Unlocking the antioxidant potential of removed grapevine leaves: a sustainable approach to viticultural by-products
摘要
As interest in natural antioxidants grows, grapevine (Vitis vinifera L.) leaves, removed upon fruit set defoliation, are gaining attention as sustainable sources of bioactive compounds. This study explores the phytochemical composition and antioxidant potential of Muscat Italia grapevine leaves from organic and conventional vineyards. Leaves were analyzed for total phenolic content (TPC), flavonoid content (TFC), condensed tannins (CTC), and antioxidant activity while FTIR spectroscopy and HPLC–DAD were used for phenolic profiling. Results revealed that organic cultivation significantly enhanced bioactive compound accumulation. Organic leaves exhibited a 2.92-fold increase in TPC and a 1.8-fold increase in CTC compared to conventional leaves.

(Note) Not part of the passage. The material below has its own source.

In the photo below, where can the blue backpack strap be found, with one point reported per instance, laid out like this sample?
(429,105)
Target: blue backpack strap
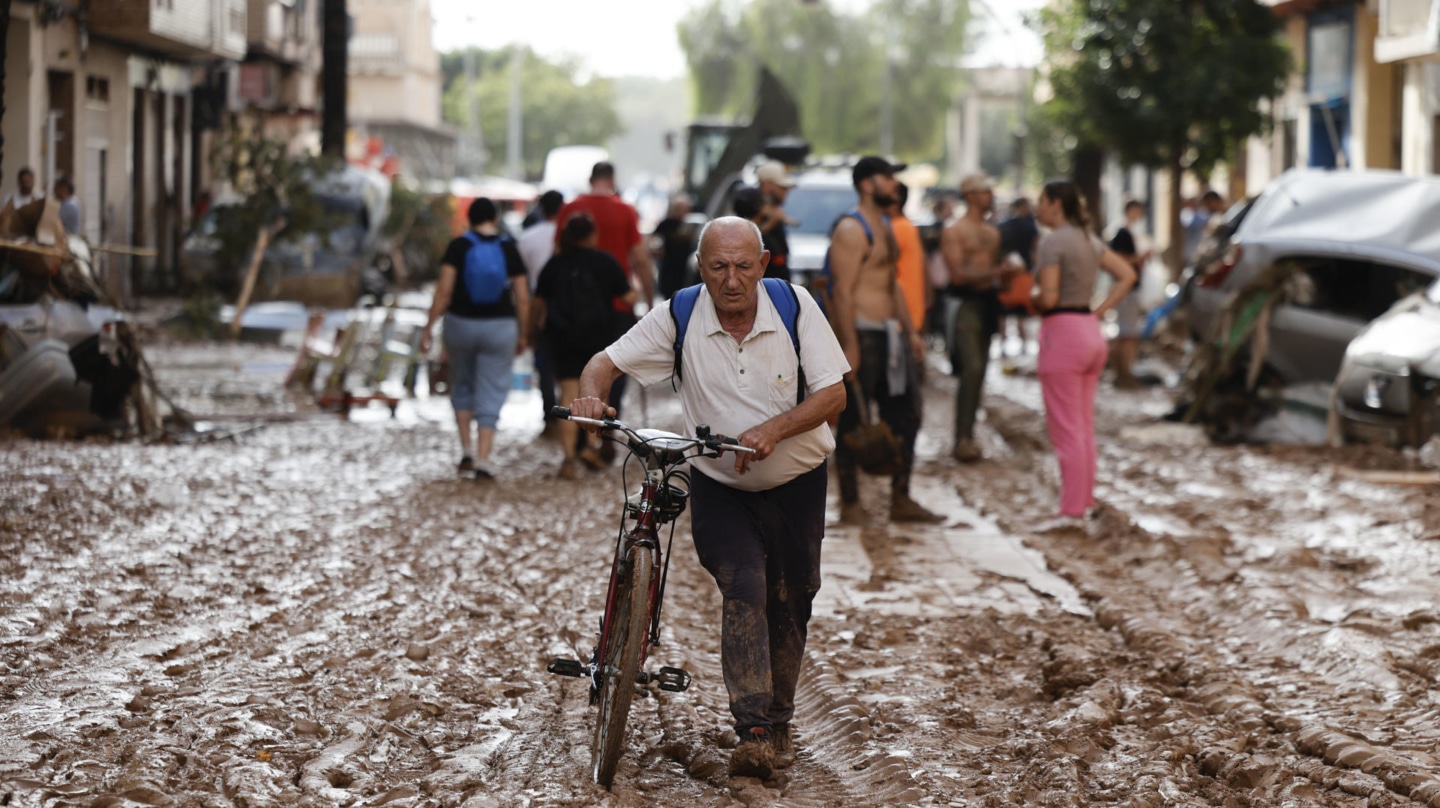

FTIR analysis showed more varied spectral features associated with flavonoids, phenolic acids and antioxidant-related functional groups in organic leaves. Besides, HPLC–DAD revealed more diverse phenolic profiles in organic samples, identifying 11 compounds versus 6 in conventional leaves. These results demonstrate the positive impact of organic farming practices on the phytochemical profile of grapevine leaves, removed during fruit set from organic vineyards and highlight their potential for valorization as sustainable sources of functional ingredients for food, cosmetics, and pharmaceuticals.